Exim uses the PCRE regular expression library; this provides regular expression matching that is compatible with Perl 5. The syntax and semantics of these regular expressions is discussed in many Perl reference books, and also in Jeffrey Friedl's Mastering Regular Expressions (O'Reilly, ISBN 1-56592-257-3).
The documentation for PCRE, in plain text and HTML, is included in the doc directory of the Exim distribution. This describes the features of the regular expressions that PCRE supports, so no further description is included here. The PCRE functions are called from Exim using the default option settings, except that the PCRE_CASELESS option is set when the matching is required to be independent of the case of letters.
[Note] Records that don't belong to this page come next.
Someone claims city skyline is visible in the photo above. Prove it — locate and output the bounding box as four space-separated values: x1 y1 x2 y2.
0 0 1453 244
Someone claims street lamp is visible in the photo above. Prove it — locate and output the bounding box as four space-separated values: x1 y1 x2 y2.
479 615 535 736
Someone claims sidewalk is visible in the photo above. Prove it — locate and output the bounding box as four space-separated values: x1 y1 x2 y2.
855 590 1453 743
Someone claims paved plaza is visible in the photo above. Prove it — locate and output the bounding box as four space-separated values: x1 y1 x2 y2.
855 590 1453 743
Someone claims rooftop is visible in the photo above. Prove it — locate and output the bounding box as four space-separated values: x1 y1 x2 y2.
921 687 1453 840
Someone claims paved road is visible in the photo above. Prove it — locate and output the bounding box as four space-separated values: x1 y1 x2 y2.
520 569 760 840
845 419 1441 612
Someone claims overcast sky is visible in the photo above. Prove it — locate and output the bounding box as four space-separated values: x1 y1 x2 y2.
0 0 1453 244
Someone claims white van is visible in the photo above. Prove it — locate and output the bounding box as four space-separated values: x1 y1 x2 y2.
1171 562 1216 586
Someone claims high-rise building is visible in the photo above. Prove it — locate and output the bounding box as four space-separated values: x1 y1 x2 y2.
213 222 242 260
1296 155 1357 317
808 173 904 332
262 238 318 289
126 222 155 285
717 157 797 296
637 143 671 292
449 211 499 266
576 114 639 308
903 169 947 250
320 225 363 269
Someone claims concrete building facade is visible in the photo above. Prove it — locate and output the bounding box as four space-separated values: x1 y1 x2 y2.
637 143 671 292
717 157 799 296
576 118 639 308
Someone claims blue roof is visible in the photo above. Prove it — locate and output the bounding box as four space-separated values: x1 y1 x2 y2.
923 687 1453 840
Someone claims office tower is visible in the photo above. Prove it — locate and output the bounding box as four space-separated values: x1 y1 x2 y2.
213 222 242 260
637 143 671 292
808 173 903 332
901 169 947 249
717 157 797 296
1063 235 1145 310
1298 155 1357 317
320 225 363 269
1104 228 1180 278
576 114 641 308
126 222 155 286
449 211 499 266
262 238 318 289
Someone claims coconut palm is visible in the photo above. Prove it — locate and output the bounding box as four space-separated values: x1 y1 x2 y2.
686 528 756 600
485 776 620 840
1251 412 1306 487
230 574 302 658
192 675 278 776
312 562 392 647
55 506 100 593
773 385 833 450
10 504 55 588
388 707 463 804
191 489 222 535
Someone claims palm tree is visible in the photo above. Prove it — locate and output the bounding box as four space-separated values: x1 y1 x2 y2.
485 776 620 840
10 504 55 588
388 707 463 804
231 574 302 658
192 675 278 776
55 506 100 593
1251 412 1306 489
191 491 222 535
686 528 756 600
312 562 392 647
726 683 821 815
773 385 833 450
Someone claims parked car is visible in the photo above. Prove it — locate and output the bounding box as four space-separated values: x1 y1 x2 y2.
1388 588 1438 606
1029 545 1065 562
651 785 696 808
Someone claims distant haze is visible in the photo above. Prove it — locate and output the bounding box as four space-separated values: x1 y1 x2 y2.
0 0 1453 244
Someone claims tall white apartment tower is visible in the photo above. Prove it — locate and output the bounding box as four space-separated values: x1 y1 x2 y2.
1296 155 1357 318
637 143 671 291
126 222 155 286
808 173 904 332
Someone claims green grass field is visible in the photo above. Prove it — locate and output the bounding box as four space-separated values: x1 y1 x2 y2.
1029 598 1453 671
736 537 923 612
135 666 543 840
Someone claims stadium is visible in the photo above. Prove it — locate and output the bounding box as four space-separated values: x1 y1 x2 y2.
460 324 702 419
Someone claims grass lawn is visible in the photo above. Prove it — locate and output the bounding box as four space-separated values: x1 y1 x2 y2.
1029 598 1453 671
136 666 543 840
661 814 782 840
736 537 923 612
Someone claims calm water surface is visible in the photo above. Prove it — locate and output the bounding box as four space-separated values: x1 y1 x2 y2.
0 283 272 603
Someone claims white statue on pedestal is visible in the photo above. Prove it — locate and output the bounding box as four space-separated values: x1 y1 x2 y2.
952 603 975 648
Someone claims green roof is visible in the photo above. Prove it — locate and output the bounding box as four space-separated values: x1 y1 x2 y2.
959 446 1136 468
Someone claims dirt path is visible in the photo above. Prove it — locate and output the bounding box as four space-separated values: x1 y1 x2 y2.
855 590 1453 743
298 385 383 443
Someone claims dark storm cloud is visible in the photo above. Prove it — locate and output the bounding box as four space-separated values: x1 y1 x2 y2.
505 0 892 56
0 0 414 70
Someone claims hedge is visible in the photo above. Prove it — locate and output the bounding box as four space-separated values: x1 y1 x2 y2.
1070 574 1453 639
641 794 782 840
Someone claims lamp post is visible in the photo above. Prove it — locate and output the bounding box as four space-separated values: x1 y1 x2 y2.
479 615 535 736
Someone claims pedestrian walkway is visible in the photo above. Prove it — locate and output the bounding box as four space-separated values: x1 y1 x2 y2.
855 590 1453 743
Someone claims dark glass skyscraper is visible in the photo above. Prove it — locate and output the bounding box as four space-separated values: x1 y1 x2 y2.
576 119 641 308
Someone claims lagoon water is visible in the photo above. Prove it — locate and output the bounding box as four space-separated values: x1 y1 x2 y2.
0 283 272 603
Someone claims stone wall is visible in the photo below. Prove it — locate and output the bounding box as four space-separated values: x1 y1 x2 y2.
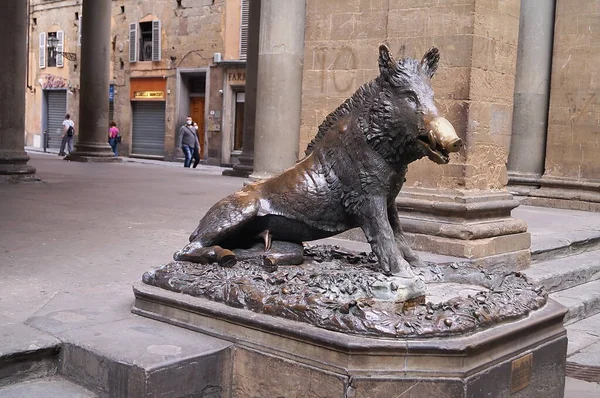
25 0 81 145
111 0 225 158
544 0 600 183
300 0 520 189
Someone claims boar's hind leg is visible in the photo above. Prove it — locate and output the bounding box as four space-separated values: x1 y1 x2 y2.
173 241 236 267
263 240 304 267
173 191 259 267
388 202 425 267
357 197 415 278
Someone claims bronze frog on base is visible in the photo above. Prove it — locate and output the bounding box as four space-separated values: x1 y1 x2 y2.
174 45 462 296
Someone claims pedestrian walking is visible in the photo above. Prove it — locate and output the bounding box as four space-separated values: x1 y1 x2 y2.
108 120 121 156
192 122 200 168
58 113 75 156
177 116 199 167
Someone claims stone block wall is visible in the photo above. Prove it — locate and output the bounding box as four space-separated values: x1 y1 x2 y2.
544 0 600 183
300 0 520 190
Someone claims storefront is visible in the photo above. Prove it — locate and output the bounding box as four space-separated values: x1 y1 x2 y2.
222 67 246 164
130 78 166 158
42 90 67 150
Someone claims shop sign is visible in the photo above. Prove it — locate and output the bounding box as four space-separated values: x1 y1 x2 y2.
227 70 246 84
133 91 165 99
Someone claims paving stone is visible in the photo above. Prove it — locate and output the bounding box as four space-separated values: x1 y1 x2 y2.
565 377 600 398
550 280 600 325
59 314 232 398
26 285 133 336
523 252 600 292
0 377 98 398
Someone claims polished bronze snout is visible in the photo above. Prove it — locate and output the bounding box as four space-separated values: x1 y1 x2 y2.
419 116 463 164
429 117 462 152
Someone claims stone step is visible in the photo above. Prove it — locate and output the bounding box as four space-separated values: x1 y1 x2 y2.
531 229 600 264
0 323 60 387
58 316 232 398
550 280 600 325
566 314 600 384
523 251 600 293
0 376 98 398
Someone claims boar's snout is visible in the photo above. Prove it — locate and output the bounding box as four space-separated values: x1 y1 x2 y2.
419 116 463 164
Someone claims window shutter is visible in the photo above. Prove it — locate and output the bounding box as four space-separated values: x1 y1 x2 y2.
56 30 65 68
40 32 46 68
240 0 250 59
129 23 137 62
152 21 161 61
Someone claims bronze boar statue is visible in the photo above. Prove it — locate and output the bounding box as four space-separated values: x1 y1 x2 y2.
174 45 462 278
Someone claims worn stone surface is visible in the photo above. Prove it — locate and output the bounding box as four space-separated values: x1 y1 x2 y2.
59 314 231 398
142 246 546 337
543 0 600 185
0 323 61 388
231 348 349 398
550 280 600 324
523 252 600 293
0 377 98 398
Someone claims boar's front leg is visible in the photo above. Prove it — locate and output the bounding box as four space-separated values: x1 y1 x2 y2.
388 201 425 267
358 197 415 278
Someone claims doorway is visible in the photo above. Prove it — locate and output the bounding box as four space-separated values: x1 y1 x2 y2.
190 97 205 159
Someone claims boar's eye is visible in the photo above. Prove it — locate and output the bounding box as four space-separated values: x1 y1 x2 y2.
403 91 419 105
A program called pcretest forms part of the PCRE distribution and is built with PCRE during the process of building Exim. It is primarily intended for testing PCRE itself, but it can also be used for experimenting with regular expressions. The binary can be found in the util sub-directory of the Exim build directory. There is documentation of various options in doc/pcretest.txt, but for simple testing, none are needed. This is the output of a sample run of pcretest:
re> /^([^@]+)@.+\.(ac|edu)\.(?!kr)[a-z]{2}$/ data> x@y.ac.uk 0: x@y.ac.uk 1: x 2: ac data> x@y.ac.kr No match data> x@y.edu.com No match data> x@y.edu.co 0: x@y.edu.co 1: x 2: edu
After the `re>' prompt, a regular expression enclosed in delimiters is expected. If this compiles without error, `data>' prompts are given for strings against which the expression is matched. An empty data line causes a new regular expression to be read. If the match is successful, the captured substring values (that is, what would be in the variables $0, $1, $2, etc.) are shown. The above example tests for an email address whose domain ends with either `ac' or `edu' followed by a two-character top-level domain that is not `kr'. The local part is captured in $1 and the `ac' or `edu' in $2.